= Lost Legacy =

1941 novella by Robert A. Heinlein

Lost Legacy (1941) is a novella by science fiction writer Robert A. Heinlein.

The story was rejected by John W. Campbell for Astounding. It was then accepted by Frederick Pohl, and was published in the November 1941 issue of Super Science Stories under the title "Lost Legion" and the pseudonym Lyle Monroe. The story was collected as "Lost Legacy" under Heinlein's own name in the book Assignment in Eternity (1953).

Campbell, when rejecting the story, said that it was good, not great. However, Pohl said that "Some of Heinlein's early work came to me because John didn't have the wit to buy it". He also said that this piece was published under a pseudonym because he was only paying Heinlein "something like a quarter of a cent a word".

The novella is an exploration of the possibilities that humans, with the proper training, have the potential to make use of a wide range of telepathic and telekinetic abilities. It is based on the presumption that most, if not all, humans have innate psychic abilities, but simply do not know it and therefore do not make use of them. This ignorance is encouraged by a mysterious and powerful cabal which benefits from keeping people unaware of their abilities.

==Plot summary==
No date is given for the events, but they are in "a near future America" from the publishing date of 1941. Europe and Asia have suffered a "collapse" and the only significant technological advances mentioned are Picturephones and a "pocketphone".

The story begins with the rediscovery of innate human psychic powers by three friends, all from a California university: Joan a grad student; Ben, a surgeon and instructor at the medical school; and Phil a psychology professor. There are attempts by a corrupt elite to silence their discoveries, so they take a road trip to cool off and talk things over.

The road trip lands them near Mount Shasta around nightfall. In their tent, Joan declares that she wants to hike around the mountain the following day. Ben and Phil gallantly refuse to let her do so alone. After a good day hiking, Phil falls over a fern and breaks his fibula. He is rescued by Ambrose Bierce, the famous writer who disappeared and was declared dead in 1913 at age 71–72. This fictional Bierce is now over 100 years old but is as strong and robust as an outdoorsy fortysomething. This story's Bierce says he dropped out of society because he saw WWI and other troubles coming. Bierce causes Phil's fibula to heal overnight via hypnosis.

Bierce is revealed as one of a group of individuals who have developed their telepathic powers and all now live in secrecy on Mount Shasta in an elaborate cave structure. The caves are over 100 meters long with generous side rooms including a library filled with powerful ancient knowledge. The caves were discovered in modern times around 1782 by Junípero Serra two years before Serra "surrendered his soul to rest". The caves were then known to local First Nations people who showed them to Serra only after he swore an oath that he was a medicine man.

The current residents of the caves have learned to tap into an inner power that is a lot like The Force in Star Wars with less focus on fighting and more focus on art. Unlike Luke Skywalker whose talent with The Force seems to be a family trait, the abilities suggested in Lost Legacy are supposed to be in every human, needing only instruction and practice to master.

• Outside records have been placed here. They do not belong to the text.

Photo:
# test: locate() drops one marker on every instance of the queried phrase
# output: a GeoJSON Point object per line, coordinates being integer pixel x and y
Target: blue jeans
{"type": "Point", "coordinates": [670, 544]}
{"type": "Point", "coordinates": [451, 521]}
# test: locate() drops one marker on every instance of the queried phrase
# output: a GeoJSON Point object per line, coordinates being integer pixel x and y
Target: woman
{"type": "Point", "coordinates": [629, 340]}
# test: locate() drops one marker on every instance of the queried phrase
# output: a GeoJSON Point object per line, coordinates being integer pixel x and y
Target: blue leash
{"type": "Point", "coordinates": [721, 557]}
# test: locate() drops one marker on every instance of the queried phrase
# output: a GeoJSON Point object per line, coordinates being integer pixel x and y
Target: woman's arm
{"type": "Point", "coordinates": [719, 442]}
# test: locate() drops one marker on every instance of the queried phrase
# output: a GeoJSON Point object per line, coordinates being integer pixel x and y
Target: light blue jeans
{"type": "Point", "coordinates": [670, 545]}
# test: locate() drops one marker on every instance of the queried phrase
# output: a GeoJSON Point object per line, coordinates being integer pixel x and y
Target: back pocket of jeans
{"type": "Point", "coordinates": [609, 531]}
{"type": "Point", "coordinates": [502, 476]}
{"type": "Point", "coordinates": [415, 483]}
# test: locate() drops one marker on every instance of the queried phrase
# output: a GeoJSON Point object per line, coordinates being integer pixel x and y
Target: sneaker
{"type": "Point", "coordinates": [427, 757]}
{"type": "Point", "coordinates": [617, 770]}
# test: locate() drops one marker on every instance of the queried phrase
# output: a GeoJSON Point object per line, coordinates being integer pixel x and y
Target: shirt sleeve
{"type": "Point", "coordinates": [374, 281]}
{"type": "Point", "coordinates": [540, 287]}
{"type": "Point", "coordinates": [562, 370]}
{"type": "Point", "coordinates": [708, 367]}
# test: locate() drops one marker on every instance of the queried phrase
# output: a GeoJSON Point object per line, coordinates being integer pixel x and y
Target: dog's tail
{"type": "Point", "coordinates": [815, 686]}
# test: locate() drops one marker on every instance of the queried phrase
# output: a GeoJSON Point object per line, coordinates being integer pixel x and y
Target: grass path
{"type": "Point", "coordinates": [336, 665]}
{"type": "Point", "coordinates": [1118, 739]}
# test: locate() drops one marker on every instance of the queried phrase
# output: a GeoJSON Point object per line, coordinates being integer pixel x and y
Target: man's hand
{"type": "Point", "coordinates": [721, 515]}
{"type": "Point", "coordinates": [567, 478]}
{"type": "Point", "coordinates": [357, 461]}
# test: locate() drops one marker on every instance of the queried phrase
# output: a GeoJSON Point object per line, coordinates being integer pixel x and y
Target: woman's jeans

The people living in the cave claim that Mark Twain was one of them, as well as Walt Whitman and Oliver Wendell Holmes. As part of their program to protect America as a bastion of freedom they also invited Abraham Lincoln to join.

According to records found by the good adepts, humanity reached a high level of development in a Golden Age, but when their leaders decide to move on to a new plane of existence, a sub group decided to stay behind and use their skills to become dominant. After a great war humanity was thrown back to a Stone Age, there to start over.

After rescue by Bierce the three main characters are introduced to the residents of the cave and after a few weeks are invited to stay and receive further training. They accept. They then begin to spread information on how to use these psychic powers, particularly training Boy Scouts. After the evil cabal tries to stop them, battles occur between the two groups with the good adepts emerging victorious.

The story ends with a lyrical description of an empty Earth, since the human race has now evolved to a new plane of existence. An ape is beginning the long climb of his species to intelligence and psychic ability.